What's great about Wonder Woman #11? Tom King and Tony S. Daniel deliver an action-packed, issue-long battle full of energy and excitement. If you're looking for a big brawl starring the Justice League Dark, this is as good as it gets, even if they lose easily.


What's not great about Wonder Woman #11? As I mentioned in the beginning, the big downer of this issue is how poorly it integrates with everything outside of this issue.


There are at least two comics connected to Absolute Power that have already been released and take place after the events of this issue. The continuity between The Captain and Mary Marvel in Shazam! doesn't match their characters here. Further, the context of the battle, where and how Wonder Woman and her magical cohorts are defeated, doesn't match what happened in the first Absolute Power issue. For example...
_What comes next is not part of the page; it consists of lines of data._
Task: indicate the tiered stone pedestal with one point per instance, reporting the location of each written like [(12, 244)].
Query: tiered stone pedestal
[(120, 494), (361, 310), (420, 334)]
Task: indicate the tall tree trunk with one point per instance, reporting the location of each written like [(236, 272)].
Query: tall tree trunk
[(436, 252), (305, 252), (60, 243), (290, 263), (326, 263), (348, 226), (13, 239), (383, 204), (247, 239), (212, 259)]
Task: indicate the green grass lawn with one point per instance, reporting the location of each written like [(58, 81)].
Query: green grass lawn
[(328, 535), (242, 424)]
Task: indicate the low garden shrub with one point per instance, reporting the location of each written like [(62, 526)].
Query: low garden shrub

Mark Waid describes the defeat of characters such as Constantine in Absolute Power #1 by invading their minds to cause them to forget how to cast spells. Here, Constantine is robbed of his magical power as though the magic was imbued in Constantine's body. Well, which is it? Does Constantine have magical power imbued within him that can be stripped away, or does he have knowledge of the Arcane arts like a traditional warlock? Conventional wisdom says it's the latter, so why is Wonder Woman #11 addressing Constantine's character differently than in Absolute Power #1?


How's the Art? Tony S. Daniel does a killer job delivering an issue-long battle with impact, excitement, energy, and engagement. If there was any concern about Tony S. Daniel stepping in for Daniel Sampere, that concern is unwarranted.


Overall, Wonder Woman #11 is a fine issue on its own, but the inconsistencies between the script and how it integrates with Absolute Power are just plain sloppy. Do you need this comic to learn essential information about Absolute Power? No, but it could have been essential if it was released in the right order and Tom King and Mark Waid had bothered to talk to each other.


About The Reviewer: Gabriel Hernandez is the Publisher & EIC of ComicalOpinions.com, a comics review site dedicated to indie, small, and mid-sized publishers.

Follow @ComicalOpinions on YouTube, Facebook, Instagram, and Twitter

Final Thoughts

Wonder Woman #11 delivers a fast-paced, action-packed issue that pits the Justice League Dark against one of Amanda Waller's Amazo robots. If you want a comic that's nothing but a fight from beginning to end, you'll probably be pleased. That said, this issue contributes nothing new to the Absolute Power event, and the plot is riddled with inconsistencies concerning the characters in this issue and the same characters in other Absolute Power comics, which misses the whole point of a tie-in.